Sin embargo, no deberían estar motivados por principios legalistas. Esto causaría más mal que bien. En cambio, deberían acercarse a las multitudes con el corazón de Cristo, siendo conscientes de las necesidades actuales. Si observan a las multitudes con esta actitud, serán impulsados por la compasión. Esta compasión los impulsará a perseverar en la oración y a trabajar incansablemente. Si somos conscientes de la bendición que disfrutamos y tenemos compasión por aquellos que se la pierden, el amor se convertirá en la fuerza motriz de nuestras acciones. Diremos a otros: «¡Vengan y vean!» Tomaremos a las personas de la mano y las guiaremos a la fuente de bendición. No seremos duros, irritantes o de mente estrecha, sino que nos entristecerá que otros se pierdan la felicidad que disfrutamos, y su bienestar estará en nuestro corazón.
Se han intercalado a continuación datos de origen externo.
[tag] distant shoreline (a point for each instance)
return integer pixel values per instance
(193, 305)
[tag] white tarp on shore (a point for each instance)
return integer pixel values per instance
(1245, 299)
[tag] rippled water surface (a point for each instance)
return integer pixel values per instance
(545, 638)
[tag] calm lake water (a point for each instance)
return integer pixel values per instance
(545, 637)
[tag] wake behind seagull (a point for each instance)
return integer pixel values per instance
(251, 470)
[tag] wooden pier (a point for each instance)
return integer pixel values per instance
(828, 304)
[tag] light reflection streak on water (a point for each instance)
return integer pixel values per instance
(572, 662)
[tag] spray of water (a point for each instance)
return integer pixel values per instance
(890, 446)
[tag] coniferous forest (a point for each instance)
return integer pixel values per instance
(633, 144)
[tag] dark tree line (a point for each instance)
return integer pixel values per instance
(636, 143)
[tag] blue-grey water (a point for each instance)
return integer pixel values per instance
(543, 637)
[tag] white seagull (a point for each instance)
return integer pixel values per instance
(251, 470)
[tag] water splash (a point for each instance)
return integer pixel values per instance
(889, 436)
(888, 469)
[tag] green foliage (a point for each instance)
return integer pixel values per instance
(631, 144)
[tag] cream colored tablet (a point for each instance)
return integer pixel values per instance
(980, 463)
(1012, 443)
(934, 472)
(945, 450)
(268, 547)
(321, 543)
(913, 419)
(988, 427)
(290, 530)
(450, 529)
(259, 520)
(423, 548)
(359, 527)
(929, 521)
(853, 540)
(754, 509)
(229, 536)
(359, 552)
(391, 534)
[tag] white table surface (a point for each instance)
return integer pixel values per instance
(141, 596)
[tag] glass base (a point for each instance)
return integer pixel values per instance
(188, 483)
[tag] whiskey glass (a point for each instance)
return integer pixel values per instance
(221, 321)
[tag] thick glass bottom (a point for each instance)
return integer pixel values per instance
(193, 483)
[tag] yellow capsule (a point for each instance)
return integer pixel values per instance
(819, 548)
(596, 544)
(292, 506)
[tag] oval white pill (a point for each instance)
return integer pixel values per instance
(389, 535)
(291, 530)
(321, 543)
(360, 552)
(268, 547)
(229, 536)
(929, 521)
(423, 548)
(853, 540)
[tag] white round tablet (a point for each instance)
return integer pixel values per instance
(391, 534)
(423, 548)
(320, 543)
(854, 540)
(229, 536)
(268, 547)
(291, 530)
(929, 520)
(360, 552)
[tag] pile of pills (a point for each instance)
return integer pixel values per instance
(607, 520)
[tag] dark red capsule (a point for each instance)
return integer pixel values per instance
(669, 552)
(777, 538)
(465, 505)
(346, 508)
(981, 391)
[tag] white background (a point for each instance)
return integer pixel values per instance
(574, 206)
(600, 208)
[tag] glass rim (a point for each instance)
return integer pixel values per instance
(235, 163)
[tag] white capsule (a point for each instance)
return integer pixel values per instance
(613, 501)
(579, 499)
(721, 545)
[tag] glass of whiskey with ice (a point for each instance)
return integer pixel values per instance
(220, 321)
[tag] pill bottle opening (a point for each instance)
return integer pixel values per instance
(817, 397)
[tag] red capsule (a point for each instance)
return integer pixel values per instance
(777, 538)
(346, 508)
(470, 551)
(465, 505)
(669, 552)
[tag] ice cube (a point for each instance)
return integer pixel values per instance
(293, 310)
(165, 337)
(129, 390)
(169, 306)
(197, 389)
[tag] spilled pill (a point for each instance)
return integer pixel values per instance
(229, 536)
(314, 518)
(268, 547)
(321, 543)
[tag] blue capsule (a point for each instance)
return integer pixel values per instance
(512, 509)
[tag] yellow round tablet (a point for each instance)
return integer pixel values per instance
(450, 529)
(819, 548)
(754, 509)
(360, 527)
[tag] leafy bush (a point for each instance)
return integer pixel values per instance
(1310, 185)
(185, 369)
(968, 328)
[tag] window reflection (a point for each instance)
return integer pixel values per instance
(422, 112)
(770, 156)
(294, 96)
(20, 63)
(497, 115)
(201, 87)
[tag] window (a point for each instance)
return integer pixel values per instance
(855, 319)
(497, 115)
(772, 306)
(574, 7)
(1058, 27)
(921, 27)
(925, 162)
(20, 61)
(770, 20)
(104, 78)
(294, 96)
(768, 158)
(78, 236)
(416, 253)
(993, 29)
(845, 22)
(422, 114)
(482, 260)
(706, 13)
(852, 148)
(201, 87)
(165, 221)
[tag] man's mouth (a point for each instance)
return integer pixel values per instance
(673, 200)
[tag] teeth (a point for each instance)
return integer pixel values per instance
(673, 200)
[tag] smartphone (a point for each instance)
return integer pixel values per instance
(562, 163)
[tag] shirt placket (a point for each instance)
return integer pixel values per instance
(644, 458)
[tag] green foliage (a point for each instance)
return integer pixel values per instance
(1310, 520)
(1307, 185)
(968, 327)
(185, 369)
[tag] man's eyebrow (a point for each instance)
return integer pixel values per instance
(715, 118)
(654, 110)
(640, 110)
Con frecuencia hemos tenido los ojos cerrados. En mi niñez, mi padre solía decir: «¡Debemos ir por la vida con los ojos abiertos!» Esta frase me ha enseñado mucho y a menudo he meditado en ella. Observar nuestro entorno –la miseria, la necesidad, la gran cosecha y la escasez de obreros– nos impulsa hacia Dios y hacia nuestros semejantes.
“Al ver las multitudes, tuvo compasión de ellas” (Mt. 9:36).
Traducido del libro "One is your Master, even Christ" – The Bereans. Artículo original publicado en la revista "Bode des Heils" (Mensajero de Salvación), año 1934.